When your view contains data that has to be manually saved (to a file for example), it is critical to know if your app is terminated or the window is closed. I found that out the hard way by making multiple edits to a file and promptly losing them all when I closed the window without saving!
There are mechanisms built in to SwiftUI that appear to notify you of the closure of your window but, in my experience, they're unreliable and, in the case of .onDisappear(), they just don't plain work. We need a better plan.
To make our application more reliable, we need to know when the window closes and to ask the user whether we should save their data or not.
Notifications
Mac applications send out notifications about a lot of events and SwiftUI provides us with a way to receive these event notifications and process them. We want to get hold of two notifications;
- The notification when your window will close.
- The notification when the application will terminate.
The application termination message is very important to us. If the user closes the application, the window close notifications will not be sent out; the application terminates immediately. S, we need to trap both and SwiftUI provides us a node view modifier to do this called .onReceive.
System Notifications
The .onReceive modifier can get messy very quickly. The specification of the event name is rather verbose, so we need a way to streamline the code to keep our view clean. To help us, we define a file that contains the system notification definitions.
import Foundation
import SwiftUI
struct SysNotifications {
// System notifications that we want receive.
static var willClose: NotificationCenter.Publisher {
NotificationCenter.default.publisher(for: NSWindow.willCloseNotification)
}
static var willTerminate: NotificationCenter.Publisher {
NotificationCenter.default.publisher(for: NSApplication.willTerminateNotification)
}
}
That return value is what we would normally plug in to our .onReceive, so you can see why it's not the kind of thing you want to scatter throughout your views.
View Changes
Now we have the system notifications defined, it is very straight forward to get our view to handle them.
struct ContentView: View {
var body: some View {
VStack {
Image(systemName: "globe")
.imageScale(.large)
.foregroundStyle(.tint)
Text("Hello, world!")
}
.padding()
.onReceive(SysNotifications.willClose, perform: windowClosing)
.onReceive(SysNotifications.willTerminate, perform: appTerminating)
}
func windowClosing(value: NotificationCenter.Publisher.Output) {
print("Window Closing")
}
func appTerminating(value: NotificationCenter.Publisher.Output) {
print("Application terminating")
}
}
The two .onReceive modifiers trap the window closing and application terminating system messages. If you run this code, you are going to see some disconcerting messages in the console. When our window is closed, we get several messages printed, not just the single one for our window. You will also see that, if the application is terminated, the window close isn't sent.
The second problem is why we intercept the window close and the application terminate. It allows us to cover both bases and ensure that we know when our window is going away.
The first problem is a little more tricky. You have to understand, these are 'global' notifications and that there may be multiple windows being closed when our view is closed.

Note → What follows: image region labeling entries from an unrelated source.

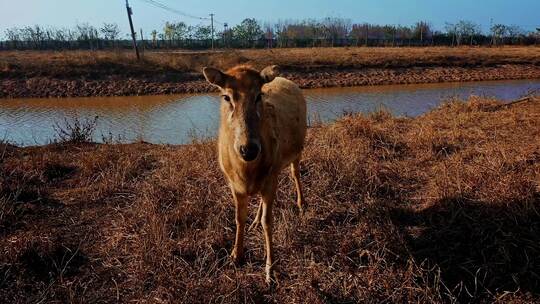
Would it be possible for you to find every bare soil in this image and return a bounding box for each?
[0,47,540,98]
[0,98,540,303]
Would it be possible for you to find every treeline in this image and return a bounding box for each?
[0,18,540,50]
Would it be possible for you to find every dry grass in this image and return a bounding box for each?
[0,47,540,78]
[0,98,540,303]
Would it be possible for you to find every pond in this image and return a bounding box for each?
[0,80,540,146]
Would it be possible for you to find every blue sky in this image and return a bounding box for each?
[0,0,540,36]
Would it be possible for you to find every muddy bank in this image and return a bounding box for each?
[0,64,540,98]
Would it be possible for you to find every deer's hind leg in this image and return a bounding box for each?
[291,156,305,213]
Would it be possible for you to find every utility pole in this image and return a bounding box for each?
[210,13,214,51]
[223,22,229,48]
[126,0,141,60]
[141,28,144,57]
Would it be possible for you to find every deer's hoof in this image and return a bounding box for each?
[231,249,244,265]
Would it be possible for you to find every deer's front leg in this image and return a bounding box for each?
[261,180,277,284]
[231,191,248,264]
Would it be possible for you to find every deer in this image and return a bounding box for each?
[203,65,307,284]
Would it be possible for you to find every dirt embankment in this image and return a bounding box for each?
[0,47,540,98]
[0,98,540,303]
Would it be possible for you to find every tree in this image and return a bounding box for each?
[99,23,120,41]
[150,30,158,48]
[455,20,481,45]
[506,25,525,43]
[233,18,263,46]
[193,25,212,40]
[444,22,457,46]
[490,24,508,45]
[412,21,432,44]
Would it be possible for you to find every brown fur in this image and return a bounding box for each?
[204,66,306,282]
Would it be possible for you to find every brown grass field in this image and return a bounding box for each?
[0,46,540,98]
[0,97,540,303]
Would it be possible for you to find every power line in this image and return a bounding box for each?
[140,0,223,25]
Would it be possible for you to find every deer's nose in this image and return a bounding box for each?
[240,142,261,161]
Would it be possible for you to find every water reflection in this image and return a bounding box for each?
[0,80,540,145]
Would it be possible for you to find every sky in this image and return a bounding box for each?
[0,0,540,37]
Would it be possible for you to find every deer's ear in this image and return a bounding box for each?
[261,65,279,82]
[203,67,227,88]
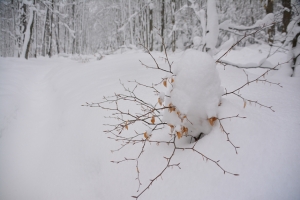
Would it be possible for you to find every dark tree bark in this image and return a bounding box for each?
[171,0,176,52]
[282,0,292,33]
[48,0,54,58]
[25,4,35,59]
[160,0,165,51]
[42,8,50,56]
[72,0,76,54]
[265,0,275,44]
[149,5,153,51]
[55,0,60,54]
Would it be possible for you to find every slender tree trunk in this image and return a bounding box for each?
[149,3,153,51]
[48,0,54,58]
[21,4,35,59]
[282,0,292,33]
[72,0,76,54]
[42,8,50,56]
[34,0,38,58]
[54,0,60,54]
[160,0,165,51]
[266,0,275,45]
[171,0,176,52]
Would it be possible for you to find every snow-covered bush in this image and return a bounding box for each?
[86,34,280,199]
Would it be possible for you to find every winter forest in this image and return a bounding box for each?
[0,0,300,200]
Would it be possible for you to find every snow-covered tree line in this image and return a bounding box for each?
[0,0,300,58]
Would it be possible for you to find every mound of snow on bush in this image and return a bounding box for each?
[164,49,223,136]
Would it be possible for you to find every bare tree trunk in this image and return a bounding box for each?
[54,0,60,54]
[160,0,165,51]
[265,0,275,45]
[149,3,153,51]
[42,8,50,56]
[21,4,35,59]
[171,0,176,52]
[282,0,292,33]
[48,0,54,58]
[34,0,38,58]
[72,0,76,54]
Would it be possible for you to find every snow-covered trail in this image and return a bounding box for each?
[0,49,300,200]
[0,54,169,200]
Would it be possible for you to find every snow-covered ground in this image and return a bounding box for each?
[0,48,300,200]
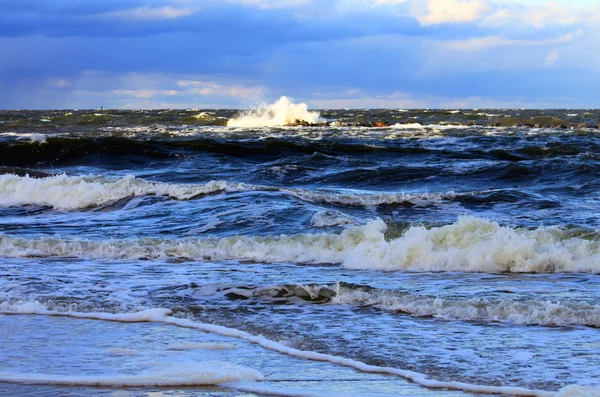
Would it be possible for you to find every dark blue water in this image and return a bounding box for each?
[0,106,600,391]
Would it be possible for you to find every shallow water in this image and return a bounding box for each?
[0,106,600,395]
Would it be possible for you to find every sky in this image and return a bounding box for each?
[0,0,600,109]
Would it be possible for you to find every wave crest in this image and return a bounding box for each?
[0,217,600,273]
[227,96,319,128]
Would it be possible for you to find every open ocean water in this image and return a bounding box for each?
[0,101,600,396]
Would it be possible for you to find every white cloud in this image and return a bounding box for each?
[482,3,587,29]
[46,78,72,88]
[440,31,581,52]
[226,0,311,9]
[109,90,178,99]
[411,0,492,26]
[544,50,560,68]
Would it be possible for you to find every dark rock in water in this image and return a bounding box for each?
[269,287,290,298]
[577,121,598,128]
[225,291,249,300]
[373,121,391,128]
[294,285,337,302]
[294,285,313,300]
[171,306,192,314]
[317,287,337,300]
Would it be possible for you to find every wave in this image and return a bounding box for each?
[227,96,320,128]
[0,174,249,210]
[186,283,600,328]
[0,302,584,397]
[331,286,600,327]
[0,216,600,274]
[0,174,469,210]
[0,361,264,387]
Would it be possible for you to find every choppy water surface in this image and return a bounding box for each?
[0,105,600,396]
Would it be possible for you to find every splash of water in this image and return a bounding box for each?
[227,96,320,128]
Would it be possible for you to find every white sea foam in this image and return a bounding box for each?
[0,216,600,273]
[0,302,574,397]
[168,342,237,351]
[0,174,247,210]
[288,189,457,207]
[391,123,426,130]
[227,96,320,128]
[0,132,49,144]
[0,174,456,210]
[0,361,263,387]
[554,385,600,397]
[310,210,356,227]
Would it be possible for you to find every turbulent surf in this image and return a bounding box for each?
[0,103,600,396]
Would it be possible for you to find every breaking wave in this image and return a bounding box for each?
[0,174,246,210]
[227,96,319,128]
[0,216,600,273]
[0,174,468,210]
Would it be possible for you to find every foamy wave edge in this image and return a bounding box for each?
[0,174,456,210]
[0,216,600,273]
[0,302,596,397]
[227,96,320,128]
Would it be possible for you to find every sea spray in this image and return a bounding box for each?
[0,216,600,274]
[227,96,320,128]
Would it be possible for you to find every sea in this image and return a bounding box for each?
[0,97,600,397]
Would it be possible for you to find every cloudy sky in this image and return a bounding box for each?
[0,0,600,109]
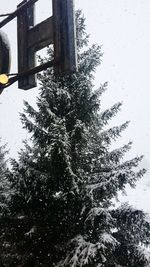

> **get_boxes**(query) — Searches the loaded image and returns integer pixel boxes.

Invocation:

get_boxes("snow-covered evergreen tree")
[0,138,10,215]
[1,11,150,267]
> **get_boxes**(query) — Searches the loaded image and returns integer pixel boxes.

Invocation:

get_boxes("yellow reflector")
[0,74,9,84]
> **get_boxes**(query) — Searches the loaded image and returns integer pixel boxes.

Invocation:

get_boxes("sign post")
[0,0,77,90]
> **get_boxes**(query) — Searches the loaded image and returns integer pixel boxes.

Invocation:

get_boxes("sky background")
[0,0,150,213]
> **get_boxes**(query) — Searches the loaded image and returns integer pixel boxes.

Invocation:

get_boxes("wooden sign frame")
[17,0,77,90]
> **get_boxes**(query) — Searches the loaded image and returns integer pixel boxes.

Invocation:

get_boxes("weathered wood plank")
[28,17,54,51]
[17,0,37,90]
[53,0,77,75]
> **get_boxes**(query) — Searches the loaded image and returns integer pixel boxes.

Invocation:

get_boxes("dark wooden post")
[53,0,77,75]
[17,0,37,90]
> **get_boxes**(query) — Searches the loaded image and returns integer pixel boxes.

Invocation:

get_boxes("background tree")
[1,11,150,267]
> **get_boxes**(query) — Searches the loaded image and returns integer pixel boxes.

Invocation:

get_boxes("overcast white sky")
[0,0,150,214]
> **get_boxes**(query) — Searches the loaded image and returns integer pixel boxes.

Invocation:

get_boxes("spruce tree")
[1,11,150,267]
[0,138,10,215]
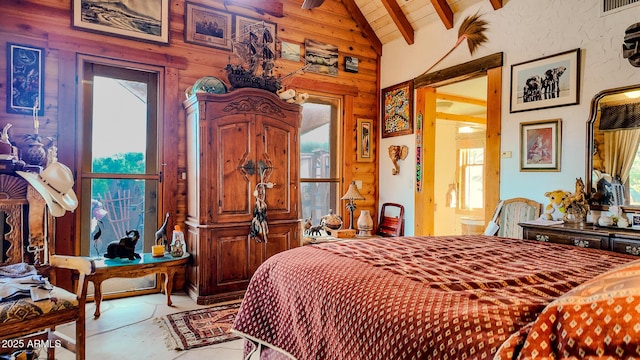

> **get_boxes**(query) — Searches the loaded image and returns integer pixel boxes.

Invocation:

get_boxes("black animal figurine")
[104,230,140,260]
[156,213,169,247]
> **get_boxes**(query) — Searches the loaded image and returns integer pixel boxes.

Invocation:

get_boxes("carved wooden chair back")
[0,174,95,360]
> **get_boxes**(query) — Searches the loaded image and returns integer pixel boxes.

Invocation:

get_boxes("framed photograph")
[356,119,373,162]
[520,119,562,171]
[629,213,640,229]
[510,49,580,113]
[344,56,358,73]
[234,15,276,58]
[382,80,413,138]
[7,43,44,116]
[304,39,338,76]
[184,2,233,51]
[72,0,169,44]
[280,41,300,62]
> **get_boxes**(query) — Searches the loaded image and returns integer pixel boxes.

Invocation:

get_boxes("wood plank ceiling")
[350,0,503,45]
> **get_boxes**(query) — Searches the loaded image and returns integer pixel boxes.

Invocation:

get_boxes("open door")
[414,54,502,235]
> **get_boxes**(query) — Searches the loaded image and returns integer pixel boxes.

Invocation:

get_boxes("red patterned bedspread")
[234,236,637,360]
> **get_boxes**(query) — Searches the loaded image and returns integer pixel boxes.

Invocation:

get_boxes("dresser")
[519,223,640,255]
[183,88,302,304]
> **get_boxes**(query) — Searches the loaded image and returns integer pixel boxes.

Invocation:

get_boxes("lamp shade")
[340,181,364,200]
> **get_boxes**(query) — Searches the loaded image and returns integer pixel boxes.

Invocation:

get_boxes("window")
[78,60,162,293]
[300,95,342,224]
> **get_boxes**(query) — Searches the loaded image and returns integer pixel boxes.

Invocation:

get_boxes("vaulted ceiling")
[242,0,505,55]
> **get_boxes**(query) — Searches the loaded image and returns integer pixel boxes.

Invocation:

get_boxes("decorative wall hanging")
[622,23,640,67]
[304,39,338,76]
[344,56,358,73]
[511,49,580,113]
[422,14,487,75]
[72,0,169,44]
[389,145,409,175]
[520,119,562,171]
[280,41,300,62]
[356,119,373,162]
[231,15,278,59]
[382,80,413,138]
[7,43,44,116]
[184,2,233,51]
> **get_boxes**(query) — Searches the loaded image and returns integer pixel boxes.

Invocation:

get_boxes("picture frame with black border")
[509,48,580,113]
[7,43,45,116]
[344,56,358,73]
[184,2,233,51]
[71,0,169,45]
[233,15,278,56]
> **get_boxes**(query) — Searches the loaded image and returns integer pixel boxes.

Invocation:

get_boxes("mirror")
[585,84,640,210]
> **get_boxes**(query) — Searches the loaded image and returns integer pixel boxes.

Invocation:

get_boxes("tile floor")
[56,292,244,360]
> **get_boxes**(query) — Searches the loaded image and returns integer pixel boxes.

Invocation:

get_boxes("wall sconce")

What we need to know is which window is being closed and whether it is ours.
Window Number
There is another article on here that explains how to get our NSWindow reference. It takes us through the creation of a HostingWindowFinder control...
import SwiftUI
public struct HostingWindowFinder: NSViewRepresentable {
var callback: (NSWindow?) -> Void
public init(callback: @escaping (NSWindow?) -> Void) {
self.callback = callback
}
public func makeNSView(context: Self.Context) -> NSView {
let view = NSView()
DispatchQueue.main.async { [weak view] in
self.callback(view?.window)
}
return view
}
public func updateNSView(_ nsView: NSView, context: Context) {}
}
This is going to give us a reference to the NSWindow associated with our view. Once we have that, we can limit our code to only process close notifications for our own window.
We can now extend our view to get and check for our window number.
struct ContentView: View {
@State private var windowNumber: Int = 0
var body: some View {
VStack {
Image(systemName: "globe")
.imageScale(.large)
.foregroundStyle(.tint)
Text("Hello, world!")
HostingWindowFinder { window in
if let window = window {
self.windowNumber = window.windowNumber
}
}.frame(width: 0, height: 0)
}
.padding()
.onReceive(SysNotifications.willClose, perform: windowClosing)
.onReceive(SysNotifications.willTerminate, perform: appTerminating)
}
func windowClosing(value: NotificationCenter.Publisher.Output) {
guard let win = value.object as? NSWindow,
win.windowNumber == windowNumber else { return }
print("Window Closing")
}
func appTerminating(value: NotificationCenter.Publisher.Output) {
print("Application terminating")
}
}
So we have added an @State property to hold the window number which we get from the HostingWindowFinder callback. In the code that handles windowClosing we now check that we were passed a window and that the window number matches our window specifically. If you run the code this time, the window closing message will only be issued once per window. We now know when our window is being closed and why.
In my application, where I use this strategy, I open an NSAlert to ask the user whether they want to save the file or not. If they request a save, I get the view model to save the data.